Now our test runs successful. But there was one more line in our unit test we did not talk about yet. The Verify method checks if all expected method calls were made and none was missing. Any unexpected method call would have caused a failure immediately. For example if we swapped the currencies by mistake.

For the full syntax provided and how to set up mocks look at the sample in the repository. I am working on writing documentation for DSharp (thanks Paul for a Documentation Insight license) so it will be easier for you to understand and use in the future.

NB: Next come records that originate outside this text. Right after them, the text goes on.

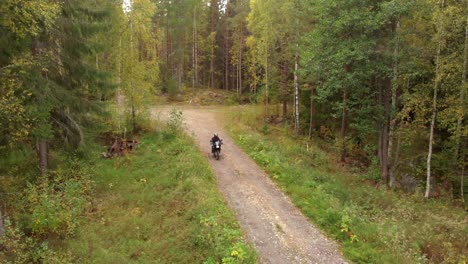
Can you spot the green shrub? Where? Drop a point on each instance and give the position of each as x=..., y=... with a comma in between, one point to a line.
x=18, y=248
x=53, y=205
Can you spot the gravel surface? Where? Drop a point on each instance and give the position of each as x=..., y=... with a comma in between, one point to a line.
x=277, y=229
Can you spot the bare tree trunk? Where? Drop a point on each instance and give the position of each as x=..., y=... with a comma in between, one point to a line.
x=311, y=122
x=266, y=82
x=118, y=94
x=462, y=115
x=380, y=124
x=132, y=89
x=2, y=227
x=193, y=51
x=296, y=97
x=434, y=113
x=226, y=50
x=393, y=108
x=241, y=46
x=384, y=143
x=43, y=155
x=213, y=3
x=344, y=122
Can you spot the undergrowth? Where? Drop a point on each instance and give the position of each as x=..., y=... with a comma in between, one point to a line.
x=373, y=224
x=159, y=205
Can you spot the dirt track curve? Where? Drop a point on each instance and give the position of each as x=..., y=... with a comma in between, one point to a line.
x=278, y=230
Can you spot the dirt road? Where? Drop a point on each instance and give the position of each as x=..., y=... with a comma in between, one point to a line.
x=278, y=230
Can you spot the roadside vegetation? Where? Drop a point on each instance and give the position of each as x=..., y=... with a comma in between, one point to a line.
x=373, y=223
x=157, y=204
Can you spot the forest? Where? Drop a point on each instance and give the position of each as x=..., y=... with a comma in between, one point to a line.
x=379, y=85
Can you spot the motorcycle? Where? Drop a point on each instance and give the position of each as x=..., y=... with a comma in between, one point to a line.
x=216, y=148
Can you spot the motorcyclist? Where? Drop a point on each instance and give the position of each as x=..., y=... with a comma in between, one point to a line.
x=213, y=140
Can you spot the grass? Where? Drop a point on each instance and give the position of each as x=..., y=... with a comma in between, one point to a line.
x=373, y=224
x=159, y=205
x=202, y=97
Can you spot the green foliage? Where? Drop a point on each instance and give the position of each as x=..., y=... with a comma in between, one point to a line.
x=159, y=204
x=21, y=249
x=372, y=223
x=176, y=121
x=55, y=202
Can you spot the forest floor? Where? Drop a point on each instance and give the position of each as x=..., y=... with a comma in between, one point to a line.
x=279, y=231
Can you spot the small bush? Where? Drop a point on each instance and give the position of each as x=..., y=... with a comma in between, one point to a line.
x=18, y=248
x=176, y=121
x=54, y=203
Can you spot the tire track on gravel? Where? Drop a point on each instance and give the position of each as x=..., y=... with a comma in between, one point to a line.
x=277, y=229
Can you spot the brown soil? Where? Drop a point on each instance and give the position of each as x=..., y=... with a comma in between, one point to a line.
x=276, y=228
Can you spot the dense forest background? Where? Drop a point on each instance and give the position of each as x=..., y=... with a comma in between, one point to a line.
x=384, y=82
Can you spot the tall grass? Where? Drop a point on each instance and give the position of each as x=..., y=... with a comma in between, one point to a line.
x=159, y=205
x=373, y=224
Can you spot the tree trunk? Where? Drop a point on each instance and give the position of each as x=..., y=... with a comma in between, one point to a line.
x=393, y=108
x=385, y=125
x=462, y=115
x=311, y=122
x=266, y=82
x=212, y=6
x=434, y=113
x=2, y=227
x=380, y=124
x=241, y=45
x=43, y=155
x=132, y=89
x=226, y=50
x=296, y=97
x=344, y=122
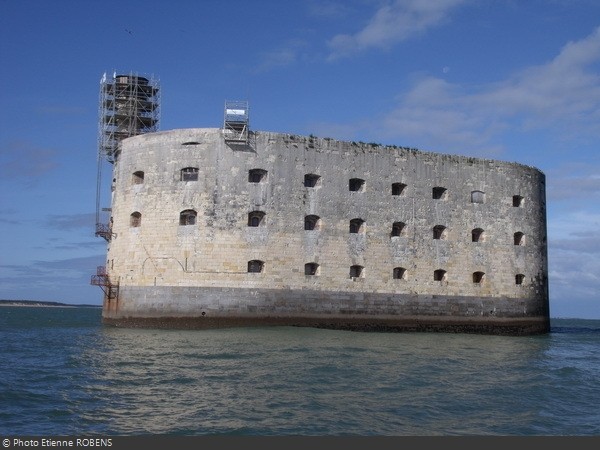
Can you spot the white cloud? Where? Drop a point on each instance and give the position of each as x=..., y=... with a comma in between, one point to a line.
x=393, y=22
x=562, y=97
x=286, y=55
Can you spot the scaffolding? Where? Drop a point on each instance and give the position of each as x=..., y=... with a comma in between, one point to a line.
x=110, y=289
x=129, y=105
x=236, y=122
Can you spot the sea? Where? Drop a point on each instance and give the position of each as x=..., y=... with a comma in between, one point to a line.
x=65, y=373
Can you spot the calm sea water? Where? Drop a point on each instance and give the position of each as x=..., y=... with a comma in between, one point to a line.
x=64, y=373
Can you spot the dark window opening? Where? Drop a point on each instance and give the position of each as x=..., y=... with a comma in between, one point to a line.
x=138, y=177
x=399, y=273
x=519, y=238
x=477, y=197
x=517, y=201
x=357, y=226
x=311, y=180
x=356, y=271
x=439, y=232
x=187, y=217
x=477, y=235
x=135, y=220
x=439, y=193
x=312, y=223
x=357, y=185
x=256, y=218
x=478, y=277
x=311, y=269
x=257, y=175
x=398, y=229
x=255, y=266
x=439, y=275
x=398, y=188
x=189, y=174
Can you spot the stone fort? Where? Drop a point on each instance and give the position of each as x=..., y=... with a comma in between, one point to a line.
x=280, y=229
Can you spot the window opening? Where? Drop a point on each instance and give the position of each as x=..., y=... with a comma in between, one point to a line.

I think this possibility of writing your unit tests in a more declarative way without having to write a whole bunch of code just to mock dependencies makes writing tests more easy and less time consuming. Also reading them is much easier because you can just see what expectations are made on the dependencies and you can find out much easier what caused a test to fail.

As usual you find the source in the SVN repository.